You have $r(\theta) = r_0 + e^{\lambda\theta}.$ Then $r'(\theta) = \lambda e^{\lambda \theta},$ so $ds = \sqrt{(r_0 + e^{\lambda\theta})^2 + \lambda^2 e^{2\lambda\theta}}\,d\theta = \sqrt{(1 + \lambda^2)e^{2\lambda\theta} + 2r_0 e^{\lambda\theta} + r_0^2}\,d\theta$ This agreees with the form obtained by yohBS above.

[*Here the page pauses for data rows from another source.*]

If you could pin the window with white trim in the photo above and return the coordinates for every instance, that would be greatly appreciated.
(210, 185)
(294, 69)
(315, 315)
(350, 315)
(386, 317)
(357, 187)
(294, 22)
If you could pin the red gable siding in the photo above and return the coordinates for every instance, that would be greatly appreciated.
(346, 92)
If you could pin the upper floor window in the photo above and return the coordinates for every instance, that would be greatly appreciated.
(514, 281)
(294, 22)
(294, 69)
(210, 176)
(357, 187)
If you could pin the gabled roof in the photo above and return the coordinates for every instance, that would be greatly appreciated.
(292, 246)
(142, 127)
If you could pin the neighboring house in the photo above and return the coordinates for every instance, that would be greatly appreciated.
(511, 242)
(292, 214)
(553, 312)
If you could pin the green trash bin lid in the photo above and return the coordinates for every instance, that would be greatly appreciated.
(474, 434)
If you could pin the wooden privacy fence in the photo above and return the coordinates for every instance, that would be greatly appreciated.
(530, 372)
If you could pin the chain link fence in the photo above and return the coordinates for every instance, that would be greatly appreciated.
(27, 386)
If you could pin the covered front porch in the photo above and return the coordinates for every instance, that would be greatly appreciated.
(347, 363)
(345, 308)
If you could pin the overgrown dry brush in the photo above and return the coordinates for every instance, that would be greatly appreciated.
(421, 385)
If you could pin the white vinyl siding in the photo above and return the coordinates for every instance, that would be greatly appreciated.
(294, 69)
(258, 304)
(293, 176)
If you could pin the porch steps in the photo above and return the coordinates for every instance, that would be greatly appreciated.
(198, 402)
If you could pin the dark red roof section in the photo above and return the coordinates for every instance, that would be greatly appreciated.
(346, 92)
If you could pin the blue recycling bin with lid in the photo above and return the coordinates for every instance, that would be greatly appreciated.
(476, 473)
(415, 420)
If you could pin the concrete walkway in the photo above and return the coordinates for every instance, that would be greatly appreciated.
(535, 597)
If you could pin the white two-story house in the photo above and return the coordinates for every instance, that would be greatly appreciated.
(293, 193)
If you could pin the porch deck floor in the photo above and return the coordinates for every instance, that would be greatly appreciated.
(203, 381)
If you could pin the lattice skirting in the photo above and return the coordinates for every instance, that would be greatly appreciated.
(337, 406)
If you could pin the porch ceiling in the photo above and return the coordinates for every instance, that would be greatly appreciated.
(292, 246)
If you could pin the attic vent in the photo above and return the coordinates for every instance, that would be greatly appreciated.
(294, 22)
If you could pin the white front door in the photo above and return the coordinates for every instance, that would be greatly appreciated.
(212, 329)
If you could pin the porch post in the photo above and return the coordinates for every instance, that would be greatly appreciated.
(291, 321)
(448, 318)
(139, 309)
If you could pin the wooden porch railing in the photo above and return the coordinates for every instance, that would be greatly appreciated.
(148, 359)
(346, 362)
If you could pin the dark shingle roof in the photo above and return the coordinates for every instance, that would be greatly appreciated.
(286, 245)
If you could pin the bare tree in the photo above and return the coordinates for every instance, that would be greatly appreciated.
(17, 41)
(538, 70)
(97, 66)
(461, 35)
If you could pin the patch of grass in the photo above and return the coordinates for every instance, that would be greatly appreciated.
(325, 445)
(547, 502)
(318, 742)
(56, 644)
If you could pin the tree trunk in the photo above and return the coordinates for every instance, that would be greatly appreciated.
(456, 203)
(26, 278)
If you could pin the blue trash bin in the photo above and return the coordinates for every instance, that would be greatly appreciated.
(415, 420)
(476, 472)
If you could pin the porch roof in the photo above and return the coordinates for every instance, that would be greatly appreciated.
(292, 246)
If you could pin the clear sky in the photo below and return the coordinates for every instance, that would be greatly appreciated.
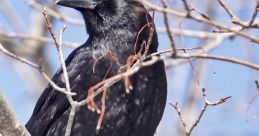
(230, 79)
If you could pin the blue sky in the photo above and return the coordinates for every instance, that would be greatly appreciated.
(230, 79)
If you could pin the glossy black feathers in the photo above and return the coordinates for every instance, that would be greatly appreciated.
(112, 25)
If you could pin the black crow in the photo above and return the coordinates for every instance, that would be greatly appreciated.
(117, 29)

You then need to embark down this path $\int ds = \int \sqrt{(1 + \lambda^2)e^{2\lambda\theta} + 2r_0 e^{\lambda\theta} + r_0^2}\,d\theta = \int {\sqrt{(1 + \lambda^2)e^{2\lambda\theta} + 2r_0 e^{\lambda\theta} + r_0^2}\over e^{-\lambda x}} e^{\lambda\theta}d\theta$ Now put $z = e^{\lambda \theta}$ and you get left with $\int ds = {\sqrt{(1 + \lambda^2)z^2 + 2r_0 z + r^2_0}\over z}\, dz $ Now try completing the square and doing a trigonometric substitution.